March 9, 2008
Angela Mitropoulos's Notes on the Frontiers and Borders of the Postcolony in the 2007 Sara Reader--Frontiers is concerned with John Howard's declaration of a de facto state of emergency over remote indigenous communities in the Northern Territory. This was justified by the protection of children from abuse – or, more specifically, the release of the report by the Board of Inquiry into the Protection of Aboriginal Children from Sexual Abuse in the Northern Territory.
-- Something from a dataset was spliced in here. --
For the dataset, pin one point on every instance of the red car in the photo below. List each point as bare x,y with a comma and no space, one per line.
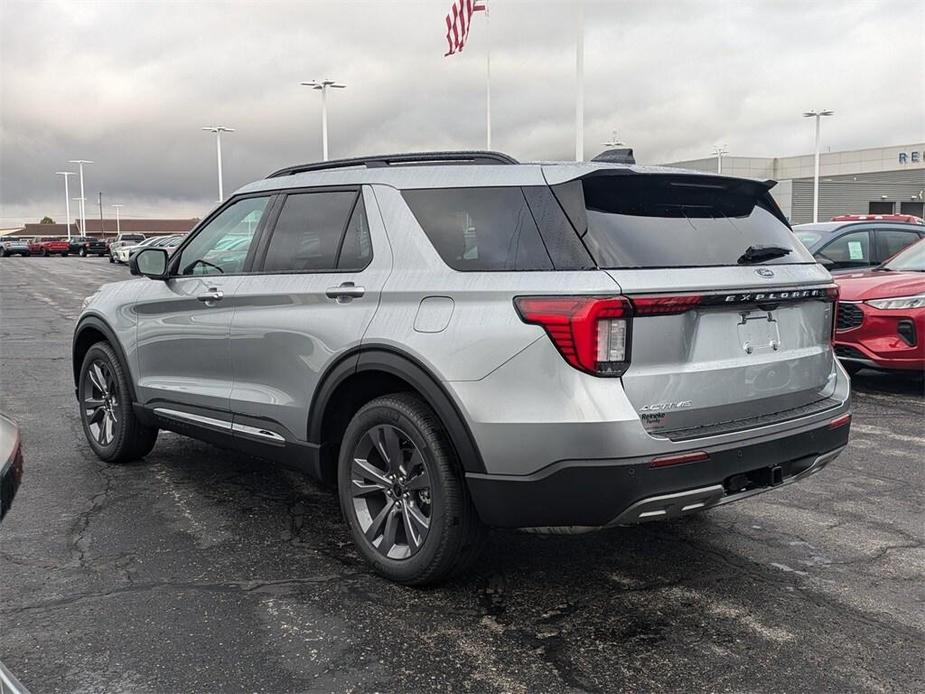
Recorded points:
50,246
880,322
Mitropoulos asks a good question:
The obvious question being posed here is why, after cutting health and welfare services to indigenous communities, it has required a paramilitary intervention to, purportedly, ensure the health and welfare of those same communities.
She links the state of emergency in Northern Territory to events with the events around the Tampa-- the military seizure and interdiction in 2001, by the Australian government, of the Norwegian freighter that had rescued over 300 undocumented migrants from drowning, and states that:
In both these instances, what have been ongoing and widely-reported occurrences (undocumented boat arrivals and child abuse) were reconstructed as singularly alarming events providing the pretext for authoritarian displays of sovereignty – that is, declarations of an exceptional situation demanding, without question, the suspension of the normal functioning of the law so as to restore the presumed integrity of the Australian body politic.
She analysises this from the perspective of the distinction between frontier spaces and bordered realms which she corelates with the distinction – in Social Contract theories – between the 'state of nature' and 'society' that, in turn, are the ideal-typical placeholders for the 'West' and the colonies.